Referring to FIG. 5, the circular key 73 is inserted into lock 74. The inner shaft 75 of key 73 is rotated and winds memory wheel 63. Inner shaft 75 is illustrated in the extended position in FIG. 5A. As will be apparent, circular keys will fit only if the lock is tumblered to match the key. Lock 74 on its inner side has mounted thereupon pins 76 and 77. Rotation of lock 74 forces pin 76 against a spring loaded leaf 81. Leaf 81 is normally locked in blocking position by means of pins 76 and 77. However rotation of lock 74 rotates pins 76 and 77, effectively removing pin 77 and allowing pin 76 to rotate leaf 81 from its position blocking aperture 82 of lock 74. Inner shaft 75 is thus enabled to penetrate aperture 82 and rotate memory wheel 63.

The structure of key 73 is further illustrated in FIGS. 6 and 7. Inner shaft 75 is spring loaded and is fabricated in two sections, 83 and 84. The adjacent ends of shafts 83 and 84 have gear teeth cut around the circumference thereof. The external end of shaft 84 has a knob 85 secured thereto. A conventional mechanical revolution counter 86 is mounted within case 87 preferably concentric with shaft 75. To insert a predetermined number of tolls into the memory wheel of transponder 22 the outer shaft is inserted into the lock and rotated, removing leaf 81 from blocking position, as disclosed hereinabove in connection with FIG. 5. Knob 85 is then pushed to enable engagement of inner shaft 75 with the memory wheel. As inner shaft 75 moves to the right, the gear teeth on the two sections, 83 and 84, of inner shaft 75 are brought into engaging position adjacent gear 91. Unlock button 92 is depressed, engaging gear 91 with the gear teeth of the adjacent ends of shaft sections 83 and 84. Shaft sections 83 and 84 are thereby effectively locked together, rotating as a solid shaft.
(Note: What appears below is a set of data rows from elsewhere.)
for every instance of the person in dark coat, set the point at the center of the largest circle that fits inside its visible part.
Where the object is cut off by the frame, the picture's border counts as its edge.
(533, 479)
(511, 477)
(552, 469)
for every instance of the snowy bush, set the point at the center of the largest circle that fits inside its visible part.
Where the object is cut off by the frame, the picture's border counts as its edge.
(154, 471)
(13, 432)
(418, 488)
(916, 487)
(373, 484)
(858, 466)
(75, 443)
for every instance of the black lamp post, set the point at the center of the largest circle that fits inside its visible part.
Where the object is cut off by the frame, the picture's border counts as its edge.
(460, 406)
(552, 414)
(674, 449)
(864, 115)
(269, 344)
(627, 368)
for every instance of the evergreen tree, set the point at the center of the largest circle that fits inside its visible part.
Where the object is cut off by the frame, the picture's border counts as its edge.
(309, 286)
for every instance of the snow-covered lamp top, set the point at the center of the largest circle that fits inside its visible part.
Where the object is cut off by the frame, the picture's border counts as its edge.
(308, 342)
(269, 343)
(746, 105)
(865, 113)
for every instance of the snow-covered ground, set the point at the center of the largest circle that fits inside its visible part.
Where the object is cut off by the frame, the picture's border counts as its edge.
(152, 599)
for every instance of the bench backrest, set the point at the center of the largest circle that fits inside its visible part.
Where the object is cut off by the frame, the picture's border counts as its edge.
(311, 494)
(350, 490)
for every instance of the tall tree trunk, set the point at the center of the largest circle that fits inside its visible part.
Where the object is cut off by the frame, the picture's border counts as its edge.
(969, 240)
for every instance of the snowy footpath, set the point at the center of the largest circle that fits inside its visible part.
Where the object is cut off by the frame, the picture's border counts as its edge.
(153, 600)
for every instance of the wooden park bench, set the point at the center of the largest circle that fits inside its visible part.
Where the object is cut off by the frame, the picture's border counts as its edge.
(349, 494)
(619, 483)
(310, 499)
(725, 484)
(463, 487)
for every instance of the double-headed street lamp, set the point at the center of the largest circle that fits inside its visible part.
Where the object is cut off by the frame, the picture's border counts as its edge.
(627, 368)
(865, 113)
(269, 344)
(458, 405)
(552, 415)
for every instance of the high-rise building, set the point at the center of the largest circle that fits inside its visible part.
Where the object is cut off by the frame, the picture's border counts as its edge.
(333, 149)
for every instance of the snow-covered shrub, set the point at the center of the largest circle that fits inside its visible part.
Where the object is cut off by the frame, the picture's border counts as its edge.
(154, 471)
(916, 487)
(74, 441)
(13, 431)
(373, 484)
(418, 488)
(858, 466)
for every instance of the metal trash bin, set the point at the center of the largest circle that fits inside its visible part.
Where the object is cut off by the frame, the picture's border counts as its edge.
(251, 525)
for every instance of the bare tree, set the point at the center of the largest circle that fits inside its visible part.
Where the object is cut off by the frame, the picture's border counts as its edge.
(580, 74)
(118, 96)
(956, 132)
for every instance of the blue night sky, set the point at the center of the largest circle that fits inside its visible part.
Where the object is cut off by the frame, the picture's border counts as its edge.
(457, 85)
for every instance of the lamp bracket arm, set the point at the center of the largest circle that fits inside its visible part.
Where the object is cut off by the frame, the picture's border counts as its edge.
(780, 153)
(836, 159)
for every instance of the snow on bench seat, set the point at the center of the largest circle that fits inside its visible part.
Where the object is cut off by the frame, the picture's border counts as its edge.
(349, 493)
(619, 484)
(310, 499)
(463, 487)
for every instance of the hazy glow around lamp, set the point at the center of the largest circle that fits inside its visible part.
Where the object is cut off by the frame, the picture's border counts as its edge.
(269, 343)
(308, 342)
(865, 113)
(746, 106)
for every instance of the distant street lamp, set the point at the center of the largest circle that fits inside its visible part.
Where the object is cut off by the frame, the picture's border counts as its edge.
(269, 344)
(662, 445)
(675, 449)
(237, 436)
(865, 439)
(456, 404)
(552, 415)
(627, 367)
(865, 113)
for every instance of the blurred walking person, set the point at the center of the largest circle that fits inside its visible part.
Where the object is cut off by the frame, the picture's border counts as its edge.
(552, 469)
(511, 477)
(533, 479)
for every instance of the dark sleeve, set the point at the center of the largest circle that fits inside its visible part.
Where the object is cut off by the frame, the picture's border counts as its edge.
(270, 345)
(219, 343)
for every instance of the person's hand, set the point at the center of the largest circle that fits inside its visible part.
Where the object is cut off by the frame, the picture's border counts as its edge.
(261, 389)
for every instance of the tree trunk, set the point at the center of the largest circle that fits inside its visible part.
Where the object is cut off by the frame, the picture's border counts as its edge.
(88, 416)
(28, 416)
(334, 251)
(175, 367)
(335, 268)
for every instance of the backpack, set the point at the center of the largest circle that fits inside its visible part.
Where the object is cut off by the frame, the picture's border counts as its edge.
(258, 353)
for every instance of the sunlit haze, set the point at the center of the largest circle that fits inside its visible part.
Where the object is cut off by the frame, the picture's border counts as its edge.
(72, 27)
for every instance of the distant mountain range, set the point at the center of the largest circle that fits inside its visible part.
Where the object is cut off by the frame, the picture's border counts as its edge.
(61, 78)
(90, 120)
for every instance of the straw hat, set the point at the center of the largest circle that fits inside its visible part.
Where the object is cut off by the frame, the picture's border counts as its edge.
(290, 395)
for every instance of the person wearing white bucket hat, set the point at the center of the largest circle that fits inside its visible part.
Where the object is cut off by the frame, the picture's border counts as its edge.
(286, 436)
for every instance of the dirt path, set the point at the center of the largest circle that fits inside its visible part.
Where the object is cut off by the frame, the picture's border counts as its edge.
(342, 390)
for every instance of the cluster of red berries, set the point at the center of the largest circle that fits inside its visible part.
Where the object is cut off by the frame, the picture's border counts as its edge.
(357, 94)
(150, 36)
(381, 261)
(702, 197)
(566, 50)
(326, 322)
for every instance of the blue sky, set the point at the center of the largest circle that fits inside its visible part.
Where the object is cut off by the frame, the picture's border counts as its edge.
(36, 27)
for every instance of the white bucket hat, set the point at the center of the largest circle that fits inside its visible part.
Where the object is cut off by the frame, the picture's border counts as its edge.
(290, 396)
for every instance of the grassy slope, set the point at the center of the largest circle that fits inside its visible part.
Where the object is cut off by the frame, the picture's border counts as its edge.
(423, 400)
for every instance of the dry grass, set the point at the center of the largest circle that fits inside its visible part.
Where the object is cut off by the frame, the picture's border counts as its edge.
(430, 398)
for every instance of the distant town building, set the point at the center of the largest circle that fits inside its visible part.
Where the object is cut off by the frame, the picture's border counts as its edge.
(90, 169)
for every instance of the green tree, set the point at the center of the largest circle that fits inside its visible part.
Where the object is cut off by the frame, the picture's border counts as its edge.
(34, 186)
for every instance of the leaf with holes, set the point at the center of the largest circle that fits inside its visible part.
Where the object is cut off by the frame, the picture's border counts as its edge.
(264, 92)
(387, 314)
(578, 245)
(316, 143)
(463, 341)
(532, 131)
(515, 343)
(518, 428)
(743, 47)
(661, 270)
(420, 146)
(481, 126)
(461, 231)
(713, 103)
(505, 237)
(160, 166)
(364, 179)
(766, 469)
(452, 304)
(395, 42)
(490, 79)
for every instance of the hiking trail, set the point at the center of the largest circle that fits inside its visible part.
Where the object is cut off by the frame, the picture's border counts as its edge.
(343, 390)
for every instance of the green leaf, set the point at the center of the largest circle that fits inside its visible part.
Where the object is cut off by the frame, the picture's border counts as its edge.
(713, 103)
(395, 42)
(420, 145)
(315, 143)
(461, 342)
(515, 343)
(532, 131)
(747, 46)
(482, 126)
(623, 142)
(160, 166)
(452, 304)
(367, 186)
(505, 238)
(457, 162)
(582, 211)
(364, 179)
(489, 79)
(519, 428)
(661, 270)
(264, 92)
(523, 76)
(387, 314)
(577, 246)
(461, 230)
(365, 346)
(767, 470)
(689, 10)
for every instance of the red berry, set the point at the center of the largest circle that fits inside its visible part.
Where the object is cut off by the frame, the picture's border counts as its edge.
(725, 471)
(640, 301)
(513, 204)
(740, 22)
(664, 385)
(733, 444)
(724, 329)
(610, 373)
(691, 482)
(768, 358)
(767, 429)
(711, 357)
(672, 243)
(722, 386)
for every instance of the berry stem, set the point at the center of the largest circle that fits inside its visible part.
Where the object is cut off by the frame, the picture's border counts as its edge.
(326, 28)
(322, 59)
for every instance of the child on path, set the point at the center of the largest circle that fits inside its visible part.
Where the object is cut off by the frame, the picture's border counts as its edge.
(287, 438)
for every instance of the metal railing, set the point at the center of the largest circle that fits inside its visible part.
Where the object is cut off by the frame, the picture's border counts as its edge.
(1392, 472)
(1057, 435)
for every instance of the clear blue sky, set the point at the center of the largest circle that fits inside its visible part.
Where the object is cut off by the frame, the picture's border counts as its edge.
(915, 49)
Knob 85 is rotated by the operator to insert the required number of tolls into transponder 22. The counter 86 is rotated by a counter gear 93, permanently engaged with gear 91. Thus, rotation of knob 85 rotates gear 91, which in turn rotates shaft section 83 and simultaneously engages counter gear 93, enabling counter 86 to record the number of tolls that are inserted into the transponder.

It is to be clearly understood that the embodiment of the present invention disclosed hereinabove is for the purpose of illustration only, and that this invention includes all modifications and improvements falling within the scope and spirit of the appended claims.